Ask an Astronomer

Question: "Do the stars really move?"

segment number: 2005-002

STEVE LORD:

Since the dawn of time, people have looked up and watched the stars move across the sky throughout the night.

In ancient times, people believed the Earth stood still, and the stars rotated around it on the inside of a giant sphere.

But then, in the 16th century, a new idea was proposed by the astronomer Nicolai Copernicus.

Copernicus suggested that the apparent motion of the stars was caused by the movement of the Earth. As the Earth turned each night, the stars tracked across the sky. And as the Earth moved around the Sun, the nighttime constellations (those we can see at night in the direction away from the Sun) also changed.

Well, that seemed to be it. It was clear that the movement of stars overhead is an illusion.

But then, in 1718, astronomer Edmund Halley looked at the positions of several stars that had been recorded by the ancient Greek astronomer Hipparchus of Rhodes.

Halley realized that the stars had moved a little bit relative to each other since Hipparchus had measured them nearly 2000 years earlier.

It wasn't until the 20th century that this all started to make sense.

Now we know that we live in a galaxy. Stars in all galaxies actually race around a central core, like racecars speeding around a circular

track. Our Sun moves at over 160 miles per second, and takes over 200 million years to go all the way around the galaxy.
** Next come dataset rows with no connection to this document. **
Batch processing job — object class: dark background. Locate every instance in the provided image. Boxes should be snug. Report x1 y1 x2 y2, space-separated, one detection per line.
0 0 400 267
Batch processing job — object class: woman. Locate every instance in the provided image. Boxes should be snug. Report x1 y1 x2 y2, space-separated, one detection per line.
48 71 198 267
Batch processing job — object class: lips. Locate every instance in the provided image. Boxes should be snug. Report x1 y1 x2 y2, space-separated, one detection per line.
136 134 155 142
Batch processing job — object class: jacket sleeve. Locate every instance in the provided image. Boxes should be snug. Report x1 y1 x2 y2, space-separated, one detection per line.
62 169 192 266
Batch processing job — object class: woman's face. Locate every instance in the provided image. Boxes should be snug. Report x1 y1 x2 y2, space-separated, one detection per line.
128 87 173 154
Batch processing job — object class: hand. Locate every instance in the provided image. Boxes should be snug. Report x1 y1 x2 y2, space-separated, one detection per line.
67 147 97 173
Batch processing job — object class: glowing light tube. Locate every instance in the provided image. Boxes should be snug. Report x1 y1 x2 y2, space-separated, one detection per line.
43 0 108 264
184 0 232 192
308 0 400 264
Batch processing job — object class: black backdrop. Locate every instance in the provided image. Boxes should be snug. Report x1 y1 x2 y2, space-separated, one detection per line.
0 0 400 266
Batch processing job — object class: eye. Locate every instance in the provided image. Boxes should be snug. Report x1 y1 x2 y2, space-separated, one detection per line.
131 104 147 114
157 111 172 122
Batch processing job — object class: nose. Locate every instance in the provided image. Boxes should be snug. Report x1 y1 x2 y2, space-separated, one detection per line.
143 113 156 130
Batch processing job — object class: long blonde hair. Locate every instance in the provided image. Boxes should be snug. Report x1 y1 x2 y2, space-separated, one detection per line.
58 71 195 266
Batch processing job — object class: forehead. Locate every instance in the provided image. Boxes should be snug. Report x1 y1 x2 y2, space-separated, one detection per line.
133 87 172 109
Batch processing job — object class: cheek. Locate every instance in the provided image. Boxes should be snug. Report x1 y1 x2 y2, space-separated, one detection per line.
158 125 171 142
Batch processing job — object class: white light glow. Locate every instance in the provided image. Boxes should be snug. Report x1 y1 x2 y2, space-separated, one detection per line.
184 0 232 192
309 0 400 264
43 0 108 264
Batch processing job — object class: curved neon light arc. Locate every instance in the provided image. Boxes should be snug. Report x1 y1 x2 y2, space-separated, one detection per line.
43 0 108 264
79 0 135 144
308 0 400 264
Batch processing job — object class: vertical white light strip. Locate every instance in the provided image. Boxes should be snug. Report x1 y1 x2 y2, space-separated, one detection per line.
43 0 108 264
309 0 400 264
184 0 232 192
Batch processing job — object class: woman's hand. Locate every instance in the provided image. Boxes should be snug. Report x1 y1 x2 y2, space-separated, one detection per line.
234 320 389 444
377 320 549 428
Since the Sun's birth the Sun and Solar System have done about 28 such high-speed laps -- always keeping up with the competitors.

We can't see this motion because the stars are so far away.

It's the same as if you look at an airplane. If an airplane is close by, it seems to move very fast, but an airplane flying at 30,000 feet seems to move very slowly, even though they're both moving the same speed.

Stars that are at different distances from the Earth will also reveal their motion over long periods of time. And, like the two airplanes, the stars closest to us will appear to move more quickly.

So, do stars really move? Well, their motion wending their way across the night sky is an illusion caused by the spinning Earth, just as the Sun is seen to move during the daytime.

But all the stars are moving terribly fast (including the Sun and the Earth), speeding around the center of the galaxy in circles like race cars.

For "Ask an Astronomer," I'm Dr. Steve Lord at NASA's Infrared Processing and Analysis Center at the California Institute of Technology.